Auch der Leiter der Kantons- und Stadtentwicklung, Thomas Kessler, kann keine Ersatzstandorte aus dem Ärmel schütteln. Aber er behält sich vor, «in aller Freiheit über Alternativen nachzudenken». «Allenfalls könnte es sich – natürlich unter Einbezug der Hauptargumente der Gegnerschaft – lohnen, darüber nachzudenken, ob auf dem Stadtrandentwicklungs-Areal eine reduzierte Überbauung möglich wäre», sagt er. Mit weniger hohen Häusern und einer Überbauung, die sich auf den heute bereits überbauten Teil westlich der Allmendstrasse konzentriert.

Für das federführende BVD ist eine reduzierte Neuauflage des Stadtraumentwicklungsprojekts Ost aber keine Option: «Ein Nein ist ein Nein, das haben wir zu akzeptieren», betont Keller. Eine Neuauflage könnte allenfalls dann zur Option werden, wenn sie aus dem Grossen Rat oder vielleicht gar von der Bau- und Raumplanungskommission eingebracht würde. Das aber ist zum jetzigen Zeitpunkt noch reine Hypothese.

Auch Regierungsrat Hans-Peter Wessels betont, dass das Kapitel Stadtrandentwicklung Ost sicher für die nächsten zehn Jahre geschlossen ist. «Uns bleibt nichts anderes übrig, als dieses Kapital abzuschliessen und uns den weiteren Arealen zu widmen, die sich für die Wohnraumentwicklung eignen», sagt er.

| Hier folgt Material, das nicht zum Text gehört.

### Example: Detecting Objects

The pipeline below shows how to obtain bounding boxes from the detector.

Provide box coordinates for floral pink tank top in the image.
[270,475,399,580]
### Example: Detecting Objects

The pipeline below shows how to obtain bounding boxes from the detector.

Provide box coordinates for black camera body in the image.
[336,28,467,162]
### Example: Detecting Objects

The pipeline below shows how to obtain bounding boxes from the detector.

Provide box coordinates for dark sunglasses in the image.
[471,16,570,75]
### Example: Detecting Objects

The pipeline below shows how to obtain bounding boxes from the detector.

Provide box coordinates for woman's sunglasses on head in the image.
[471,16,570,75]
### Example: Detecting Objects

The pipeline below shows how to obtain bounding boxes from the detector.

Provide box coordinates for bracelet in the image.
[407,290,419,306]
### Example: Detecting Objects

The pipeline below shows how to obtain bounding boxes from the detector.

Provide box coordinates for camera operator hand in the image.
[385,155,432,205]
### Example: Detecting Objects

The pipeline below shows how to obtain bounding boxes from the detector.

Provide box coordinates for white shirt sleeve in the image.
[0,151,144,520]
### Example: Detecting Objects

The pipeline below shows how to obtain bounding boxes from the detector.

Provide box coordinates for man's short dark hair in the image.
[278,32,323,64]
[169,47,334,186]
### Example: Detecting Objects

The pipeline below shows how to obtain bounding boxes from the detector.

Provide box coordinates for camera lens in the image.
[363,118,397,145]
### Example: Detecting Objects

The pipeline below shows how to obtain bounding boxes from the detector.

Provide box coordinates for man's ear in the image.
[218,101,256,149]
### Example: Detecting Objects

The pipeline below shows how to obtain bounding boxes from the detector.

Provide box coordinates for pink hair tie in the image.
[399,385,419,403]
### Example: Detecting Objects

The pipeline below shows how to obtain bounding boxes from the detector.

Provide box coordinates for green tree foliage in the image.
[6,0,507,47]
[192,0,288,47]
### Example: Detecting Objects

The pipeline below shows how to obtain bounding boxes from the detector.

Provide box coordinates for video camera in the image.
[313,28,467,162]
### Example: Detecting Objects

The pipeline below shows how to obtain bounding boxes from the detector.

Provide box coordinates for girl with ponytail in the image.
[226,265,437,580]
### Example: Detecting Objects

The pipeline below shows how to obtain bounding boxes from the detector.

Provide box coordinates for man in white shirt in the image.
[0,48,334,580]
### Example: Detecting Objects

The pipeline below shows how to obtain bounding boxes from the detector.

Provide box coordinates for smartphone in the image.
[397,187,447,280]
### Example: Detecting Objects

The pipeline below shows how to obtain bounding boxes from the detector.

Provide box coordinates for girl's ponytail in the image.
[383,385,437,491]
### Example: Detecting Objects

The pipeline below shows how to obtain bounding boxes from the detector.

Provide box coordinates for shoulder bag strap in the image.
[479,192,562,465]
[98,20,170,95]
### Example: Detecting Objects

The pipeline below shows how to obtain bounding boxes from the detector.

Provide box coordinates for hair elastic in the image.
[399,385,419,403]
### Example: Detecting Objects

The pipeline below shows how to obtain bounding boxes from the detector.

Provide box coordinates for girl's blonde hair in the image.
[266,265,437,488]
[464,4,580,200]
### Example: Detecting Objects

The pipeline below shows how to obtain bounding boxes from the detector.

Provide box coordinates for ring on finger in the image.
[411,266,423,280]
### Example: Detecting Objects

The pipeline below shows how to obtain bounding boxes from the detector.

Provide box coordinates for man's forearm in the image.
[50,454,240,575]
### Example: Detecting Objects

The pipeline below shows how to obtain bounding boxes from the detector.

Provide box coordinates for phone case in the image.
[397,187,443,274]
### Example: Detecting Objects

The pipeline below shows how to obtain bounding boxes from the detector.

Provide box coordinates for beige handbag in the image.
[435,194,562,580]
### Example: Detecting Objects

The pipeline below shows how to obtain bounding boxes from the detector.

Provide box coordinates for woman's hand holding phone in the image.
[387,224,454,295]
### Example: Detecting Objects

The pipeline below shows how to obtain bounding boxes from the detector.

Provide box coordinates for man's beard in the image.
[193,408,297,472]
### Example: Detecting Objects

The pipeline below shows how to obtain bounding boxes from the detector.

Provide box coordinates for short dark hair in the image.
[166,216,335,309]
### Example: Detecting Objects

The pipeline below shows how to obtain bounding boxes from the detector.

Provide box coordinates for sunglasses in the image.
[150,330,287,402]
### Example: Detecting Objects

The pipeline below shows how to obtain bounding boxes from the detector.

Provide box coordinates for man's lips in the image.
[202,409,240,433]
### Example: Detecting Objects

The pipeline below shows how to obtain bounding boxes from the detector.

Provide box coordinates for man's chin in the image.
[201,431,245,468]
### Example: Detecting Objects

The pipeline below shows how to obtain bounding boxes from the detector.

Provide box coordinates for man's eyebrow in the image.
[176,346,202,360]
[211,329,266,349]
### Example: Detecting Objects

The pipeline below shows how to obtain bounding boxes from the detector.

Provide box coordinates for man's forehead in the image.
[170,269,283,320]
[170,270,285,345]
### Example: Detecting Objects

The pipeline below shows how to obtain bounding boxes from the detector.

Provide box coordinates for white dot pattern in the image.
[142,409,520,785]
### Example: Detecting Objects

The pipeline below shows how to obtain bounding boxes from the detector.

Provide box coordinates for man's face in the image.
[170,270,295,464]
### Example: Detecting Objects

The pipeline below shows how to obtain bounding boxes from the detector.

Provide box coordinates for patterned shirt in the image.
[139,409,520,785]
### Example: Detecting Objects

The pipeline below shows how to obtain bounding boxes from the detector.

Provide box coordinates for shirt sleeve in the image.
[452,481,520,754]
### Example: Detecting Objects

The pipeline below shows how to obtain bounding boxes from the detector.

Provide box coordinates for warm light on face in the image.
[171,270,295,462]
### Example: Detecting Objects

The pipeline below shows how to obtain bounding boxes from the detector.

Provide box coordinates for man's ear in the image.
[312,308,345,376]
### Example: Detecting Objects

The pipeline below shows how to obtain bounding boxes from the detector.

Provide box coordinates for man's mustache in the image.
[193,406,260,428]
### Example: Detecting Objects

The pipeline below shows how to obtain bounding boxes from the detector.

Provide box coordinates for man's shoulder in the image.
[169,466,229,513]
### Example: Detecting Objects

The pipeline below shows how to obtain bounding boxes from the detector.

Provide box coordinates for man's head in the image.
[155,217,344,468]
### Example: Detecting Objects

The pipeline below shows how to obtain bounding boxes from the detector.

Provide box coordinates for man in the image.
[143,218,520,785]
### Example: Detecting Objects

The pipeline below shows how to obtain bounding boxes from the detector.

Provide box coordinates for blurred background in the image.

Verdichtung und Umnutzung nur ein kleiner Beitrag

Ganz mit leeren Händen steht die Verwaltung nicht da. Wessels nennt unter anderem Areal des Felix-Platter-Spitals oder das Areal an der Maiengasse 7 bis 11, wo sich heute Werkstätten des Hochbauamtes befinden. Dazu kommt die Optionen der inneren Verdichtung in den Quartieren und der Umnutzung von leerstehenden Bürohäusern. Kessler schränkt aber sogleich ein: «Wir haben das Potenzial von Umnutzungen seriös abgeklärt, wir sprechen hier von der Möglichkeit, Wohnraum für 400 bis maximal 600 Menschen schaffen zu können», sagt er. «Mehr als ein Beitrag im beschänkten Rahmen ist das nicht.»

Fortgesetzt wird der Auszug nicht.